Raw silk prices declined by 13% during the fiscal ended March 2008 due to lower export demand for finished silk goods. Slowdown in the US and German economies coupled with rupee appreciation against the dollar and Chinese competition have eaten into India’s silk exports, which have fallen by over 25% during the fiscal 2007-08, impacting local raw silk prices, trade sources claimed. Although the rupee started weakening in the past one month, it had risen over 12% against the dollar last year affecting silk export revenue. However, buyers have utilised the opportunity and stocked raw materials at a lower cost for the next production season that resulted in the overall transaction in silk exchanges moving up significantly.

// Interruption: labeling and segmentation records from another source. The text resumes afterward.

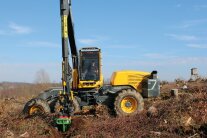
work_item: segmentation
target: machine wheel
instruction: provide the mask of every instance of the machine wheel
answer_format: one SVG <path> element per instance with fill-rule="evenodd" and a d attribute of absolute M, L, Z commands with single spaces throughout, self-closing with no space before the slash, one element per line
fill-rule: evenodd
<path fill-rule="evenodd" d="M 74 107 L 74 113 L 80 112 L 80 105 L 78 103 L 77 97 L 73 98 L 73 107 Z M 56 104 L 55 104 L 55 112 L 60 112 L 61 106 L 59 101 L 57 100 Z"/>
<path fill-rule="evenodd" d="M 144 107 L 143 98 L 140 93 L 132 89 L 122 90 L 114 102 L 114 110 L 117 116 L 135 115 Z"/>
<path fill-rule="evenodd" d="M 32 116 L 38 113 L 50 113 L 50 106 L 42 99 L 31 99 L 24 106 L 23 114 L 26 116 Z"/>

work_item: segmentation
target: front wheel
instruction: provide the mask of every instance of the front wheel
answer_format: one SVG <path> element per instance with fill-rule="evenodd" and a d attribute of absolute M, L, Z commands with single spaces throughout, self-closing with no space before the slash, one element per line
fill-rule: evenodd
<path fill-rule="evenodd" d="M 140 93 L 132 89 L 122 90 L 114 102 L 114 110 L 117 116 L 135 115 L 144 107 L 143 98 Z"/>

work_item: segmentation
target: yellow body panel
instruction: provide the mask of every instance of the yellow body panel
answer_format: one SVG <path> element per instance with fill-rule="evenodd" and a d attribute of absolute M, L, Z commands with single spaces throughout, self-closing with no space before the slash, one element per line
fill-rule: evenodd
<path fill-rule="evenodd" d="M 101 75 L 101 78 L 99 81 L 79 81 L 78 88 L 100 88 L 103 86 L 103 75 Z"/>
<path fill-rule="evenodd" d="M 112 86 L 123 86 L 128 85 L 132 86 L 138 92 L 141 92 L 142 85 L 141 82 L 150 76 L 149 72 L 142 71 L 116 71 L 112 74 L 111 85 Z"/>
<path fill-rule="evenodd" d="M 73 69 L 73 83 L 72 83 L 73 89 L 78 88 L 78 70 Z"/>

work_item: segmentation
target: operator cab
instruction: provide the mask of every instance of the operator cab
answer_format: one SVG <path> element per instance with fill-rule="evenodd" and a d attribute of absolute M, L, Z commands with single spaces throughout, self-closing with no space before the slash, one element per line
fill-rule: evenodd
<path fill-rule="evenodd" d="M 100 49 L 82 48 L 80 51 L 80 81 L 100 80 Z"/>

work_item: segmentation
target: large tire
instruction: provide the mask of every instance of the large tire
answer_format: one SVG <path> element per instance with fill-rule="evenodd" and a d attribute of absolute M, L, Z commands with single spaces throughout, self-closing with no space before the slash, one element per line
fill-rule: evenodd
<path fill-rule="evenodd" d="M 114 110 L 117 116 L 131 116 L 141 112 L 144 107 L 140 93 L 132 89 L 119 92 L 114 101 Z"/>
<path fill-rule="evenodd" d="M 28 101 L 23 109 L 23 114 L 26 116 L 32 116 L 43 113 L 51 113 L 50 106 L 46 101 L 39 98 L 34 98 Z"/>

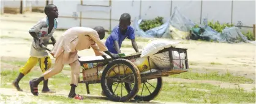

According to the latest figures released by the Central Silk Board, the total quantum of mulberry raw silk transaction at all silk exchanges of Karnataka increased by 13% to 1,363 tonne in 2007-08. The silk exchanges in Karnataka account for around 70% of raw silk transaction in the country. The decline in raw material prices led to a crash in cocoon prices, making farmers in all three silk producing southern states – Karnataka, Tamil Nadu and Andhra Pradesh suffer. According to the silk market in Ramanagaram, Asia’s largest silk exchange, the average price for CSR hybrid declined to Rs 144 per kg from Rs 154, while cross breed prices tumbled to Rs 115 from Rs 125.

With the rupee depreciating again since the past one month, the market is hopeful of increasing exports in the coming months and that is expected to push up the prices of raw silk materials in the near future.